*****************
The Web Interface
*****************

Job Configuration
=================

The web interface exposes these general configuration options:

:guilabel:`Job Name`
   A brief name that signals the purpose of the job to the user and to cluster
   administrators. Also used to label saved configurations. May contain any
   printable character, and spaces.

:guilabel:`Source Code Language`
   The programming language to use for the mapper and reducer. The available
   options are system- and configuration-dependent.

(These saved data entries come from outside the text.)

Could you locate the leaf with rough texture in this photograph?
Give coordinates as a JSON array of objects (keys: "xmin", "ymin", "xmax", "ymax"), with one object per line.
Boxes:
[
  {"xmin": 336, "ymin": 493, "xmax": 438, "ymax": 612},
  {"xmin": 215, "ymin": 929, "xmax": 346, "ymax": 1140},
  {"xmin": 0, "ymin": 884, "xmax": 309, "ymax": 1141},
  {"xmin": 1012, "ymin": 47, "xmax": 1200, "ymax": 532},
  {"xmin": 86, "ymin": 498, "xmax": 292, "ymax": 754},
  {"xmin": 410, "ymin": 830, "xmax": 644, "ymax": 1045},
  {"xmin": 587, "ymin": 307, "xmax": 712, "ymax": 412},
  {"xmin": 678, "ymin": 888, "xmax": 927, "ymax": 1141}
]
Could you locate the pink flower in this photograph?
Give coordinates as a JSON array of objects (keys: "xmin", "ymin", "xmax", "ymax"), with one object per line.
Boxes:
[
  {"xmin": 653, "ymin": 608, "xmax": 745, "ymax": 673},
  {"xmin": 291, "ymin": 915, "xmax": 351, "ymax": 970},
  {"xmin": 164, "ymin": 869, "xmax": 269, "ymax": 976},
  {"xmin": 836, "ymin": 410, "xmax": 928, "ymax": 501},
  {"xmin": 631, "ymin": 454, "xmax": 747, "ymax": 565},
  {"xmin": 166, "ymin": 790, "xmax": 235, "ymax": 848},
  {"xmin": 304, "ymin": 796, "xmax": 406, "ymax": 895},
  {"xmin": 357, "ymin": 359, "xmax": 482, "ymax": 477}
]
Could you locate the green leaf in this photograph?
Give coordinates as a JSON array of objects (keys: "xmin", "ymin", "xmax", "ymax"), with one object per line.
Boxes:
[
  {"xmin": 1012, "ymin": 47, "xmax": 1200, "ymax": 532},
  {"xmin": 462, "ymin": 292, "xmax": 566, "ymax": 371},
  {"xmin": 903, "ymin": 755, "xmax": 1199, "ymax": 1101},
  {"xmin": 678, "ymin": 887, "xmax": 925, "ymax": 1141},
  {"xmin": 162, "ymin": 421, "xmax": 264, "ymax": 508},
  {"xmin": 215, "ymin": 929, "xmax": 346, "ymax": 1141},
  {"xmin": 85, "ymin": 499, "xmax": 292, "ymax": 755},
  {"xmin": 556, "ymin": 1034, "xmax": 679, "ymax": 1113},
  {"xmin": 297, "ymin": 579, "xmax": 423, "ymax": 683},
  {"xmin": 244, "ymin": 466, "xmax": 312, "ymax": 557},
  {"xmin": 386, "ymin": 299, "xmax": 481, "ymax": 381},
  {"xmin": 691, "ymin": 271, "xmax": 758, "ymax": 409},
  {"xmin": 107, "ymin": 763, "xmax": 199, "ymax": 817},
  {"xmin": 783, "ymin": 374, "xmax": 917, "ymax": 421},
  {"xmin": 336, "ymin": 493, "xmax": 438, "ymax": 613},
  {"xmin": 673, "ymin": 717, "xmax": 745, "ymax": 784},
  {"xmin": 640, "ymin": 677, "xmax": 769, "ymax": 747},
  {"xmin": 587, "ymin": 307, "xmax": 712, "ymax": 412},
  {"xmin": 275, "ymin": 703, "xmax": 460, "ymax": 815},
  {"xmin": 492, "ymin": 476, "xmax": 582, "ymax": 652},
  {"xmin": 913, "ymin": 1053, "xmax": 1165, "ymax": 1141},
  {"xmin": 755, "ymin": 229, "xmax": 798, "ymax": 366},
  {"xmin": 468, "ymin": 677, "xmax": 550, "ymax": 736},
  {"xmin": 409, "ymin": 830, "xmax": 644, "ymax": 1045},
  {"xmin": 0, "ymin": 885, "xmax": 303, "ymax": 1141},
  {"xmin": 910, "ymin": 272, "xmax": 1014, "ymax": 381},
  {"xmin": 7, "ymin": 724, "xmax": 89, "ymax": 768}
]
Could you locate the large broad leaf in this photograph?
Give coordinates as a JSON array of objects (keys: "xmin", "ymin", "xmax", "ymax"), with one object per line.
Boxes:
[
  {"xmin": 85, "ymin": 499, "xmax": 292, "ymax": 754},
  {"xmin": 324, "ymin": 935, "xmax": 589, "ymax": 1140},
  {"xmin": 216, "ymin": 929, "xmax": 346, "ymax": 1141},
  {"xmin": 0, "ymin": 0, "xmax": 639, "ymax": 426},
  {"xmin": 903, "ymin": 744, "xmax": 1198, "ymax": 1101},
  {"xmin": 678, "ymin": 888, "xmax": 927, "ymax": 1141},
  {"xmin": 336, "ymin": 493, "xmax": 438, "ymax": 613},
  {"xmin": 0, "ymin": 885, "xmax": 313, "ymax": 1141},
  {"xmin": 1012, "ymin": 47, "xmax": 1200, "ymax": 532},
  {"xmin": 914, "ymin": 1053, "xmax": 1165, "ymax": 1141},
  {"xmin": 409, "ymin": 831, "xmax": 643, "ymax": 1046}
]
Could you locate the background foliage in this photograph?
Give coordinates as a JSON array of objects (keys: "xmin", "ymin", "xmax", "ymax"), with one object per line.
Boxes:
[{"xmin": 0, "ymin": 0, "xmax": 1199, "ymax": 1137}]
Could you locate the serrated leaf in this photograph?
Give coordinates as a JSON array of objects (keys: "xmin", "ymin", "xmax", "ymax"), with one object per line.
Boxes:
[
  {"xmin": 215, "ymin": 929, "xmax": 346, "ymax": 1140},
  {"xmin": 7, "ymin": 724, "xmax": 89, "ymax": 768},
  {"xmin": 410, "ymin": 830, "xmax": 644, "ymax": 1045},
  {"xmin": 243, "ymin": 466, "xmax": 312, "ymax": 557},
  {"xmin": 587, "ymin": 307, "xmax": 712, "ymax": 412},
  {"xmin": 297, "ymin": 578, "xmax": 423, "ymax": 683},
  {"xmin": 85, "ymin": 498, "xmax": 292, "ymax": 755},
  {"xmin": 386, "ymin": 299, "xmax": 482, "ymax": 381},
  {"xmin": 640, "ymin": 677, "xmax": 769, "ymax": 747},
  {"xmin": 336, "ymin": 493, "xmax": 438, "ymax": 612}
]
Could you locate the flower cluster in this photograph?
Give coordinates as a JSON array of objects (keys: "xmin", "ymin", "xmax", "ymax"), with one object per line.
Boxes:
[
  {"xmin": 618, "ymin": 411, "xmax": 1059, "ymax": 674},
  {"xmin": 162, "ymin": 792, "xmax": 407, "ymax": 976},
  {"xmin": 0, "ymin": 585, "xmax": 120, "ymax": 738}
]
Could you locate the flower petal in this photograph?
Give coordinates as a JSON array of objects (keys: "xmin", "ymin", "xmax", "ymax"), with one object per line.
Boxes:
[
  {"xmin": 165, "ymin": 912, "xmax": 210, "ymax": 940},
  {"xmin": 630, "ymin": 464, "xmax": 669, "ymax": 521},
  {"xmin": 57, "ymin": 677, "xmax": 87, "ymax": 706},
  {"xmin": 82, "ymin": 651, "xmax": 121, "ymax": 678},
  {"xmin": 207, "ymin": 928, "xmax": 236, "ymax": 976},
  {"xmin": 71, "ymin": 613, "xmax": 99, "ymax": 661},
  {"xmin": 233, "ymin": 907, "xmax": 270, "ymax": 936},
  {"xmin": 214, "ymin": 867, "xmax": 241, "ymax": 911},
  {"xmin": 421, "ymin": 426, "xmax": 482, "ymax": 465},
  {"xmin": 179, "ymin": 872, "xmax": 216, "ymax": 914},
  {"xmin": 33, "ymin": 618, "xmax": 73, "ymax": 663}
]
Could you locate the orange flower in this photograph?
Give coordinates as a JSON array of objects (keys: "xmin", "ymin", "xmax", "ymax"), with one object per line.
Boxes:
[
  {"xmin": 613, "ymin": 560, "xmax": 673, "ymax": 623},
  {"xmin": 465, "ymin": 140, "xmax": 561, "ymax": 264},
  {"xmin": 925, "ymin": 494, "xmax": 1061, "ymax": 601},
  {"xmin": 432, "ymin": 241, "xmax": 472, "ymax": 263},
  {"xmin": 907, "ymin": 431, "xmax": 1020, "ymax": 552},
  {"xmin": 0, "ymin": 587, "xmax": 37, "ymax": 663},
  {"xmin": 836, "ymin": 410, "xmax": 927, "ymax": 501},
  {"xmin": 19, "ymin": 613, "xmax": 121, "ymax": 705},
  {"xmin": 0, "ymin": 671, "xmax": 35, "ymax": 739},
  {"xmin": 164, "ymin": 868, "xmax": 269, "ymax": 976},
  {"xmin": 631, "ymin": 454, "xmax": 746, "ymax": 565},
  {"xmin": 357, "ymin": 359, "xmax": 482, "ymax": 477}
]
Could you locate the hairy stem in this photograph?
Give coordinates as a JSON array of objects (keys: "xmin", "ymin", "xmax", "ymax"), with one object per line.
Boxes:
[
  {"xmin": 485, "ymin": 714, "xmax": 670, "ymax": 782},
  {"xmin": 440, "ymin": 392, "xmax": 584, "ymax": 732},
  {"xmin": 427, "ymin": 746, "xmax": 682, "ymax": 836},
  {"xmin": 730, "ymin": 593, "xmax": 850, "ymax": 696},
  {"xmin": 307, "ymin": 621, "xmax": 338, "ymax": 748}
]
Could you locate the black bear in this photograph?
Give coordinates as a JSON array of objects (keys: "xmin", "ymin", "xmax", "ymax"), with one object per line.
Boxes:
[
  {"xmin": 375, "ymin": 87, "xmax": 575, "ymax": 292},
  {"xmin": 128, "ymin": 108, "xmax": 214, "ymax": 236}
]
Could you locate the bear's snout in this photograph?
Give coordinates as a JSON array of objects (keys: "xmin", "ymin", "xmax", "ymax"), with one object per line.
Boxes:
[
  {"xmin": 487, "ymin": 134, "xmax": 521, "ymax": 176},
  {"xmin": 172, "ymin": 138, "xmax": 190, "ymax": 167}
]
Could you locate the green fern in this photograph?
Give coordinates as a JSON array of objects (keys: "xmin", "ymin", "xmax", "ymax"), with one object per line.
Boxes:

:guilabel:`Number of Map Tasks`
   A suggested number of discrete "tasks" to divide map phase of the job into.
   More tasks allow data to be divided more equally, but can also add overhead.
   There is no guarantee that the suggestion will be followed, and it usually
   does not need to be set manually.

:guilabel:`Number of Reduce Tasks`
   A suggested number of tasks to divide the reduce phase of the job into. Like
   the number of map tasks, it does not need to be set manually. However, the
   map-reduce system follows this suggestion more closely than for map tasks.
   The default is 1. Set it higher for large jobs where the reduce phase becomes
   a bottleneck.
   
   .. note:: For test jobs, neither the map or reduce phases are split into
      tasks, so these numbers are ignored.

:guilabel:`Sort Order`
   Controls whether keys should be sorted numerically or alphabetically in the
   final output. In alphabetic sorting, a key of ``10`` would come before ``9``
   because the first digit (``1``) has a lower value. With numeric sorting, the
   opposite would be true, because the entire numerical value is compared.
   Numeric sorting supports both integer and floating-point values, and sorts
   alphabetic characters before numbers.

Job Input
=========

There are four different ways to provide input for a job:

:guilabel:`Cluster Dataset`
   Specify a public dataset to use as job input. These datasets are
   site-dependent, and are usually managed by administrators.

:guilabel:`Cluster Path`
   Specify a path to a preexisting file on the DFS that the WebMapReduce server
   is associated with. This option is usually used for large datasets.

:guilabel:`Upload`
   Upload data from the local machine to use as job input. This option should be
   used for small- to medium-sized input.

:guilabel:`Direct Input`
   Input text directly into the form to use as job input. This is the quickest
   and easiest way to provide small amounts of data for jobs, and is well-suited
   for test jobs.

When the :guilabel:`Upload` and :guilabel:`Direct Input` options are used, the
data is uploaded to the DFS when the job is saved or submitted. The form is updated so that the job input is set to the path on the DFS to which the data was uploaded. The data can be reused through the :guilabel:`Datasets` interface in the navigation bar.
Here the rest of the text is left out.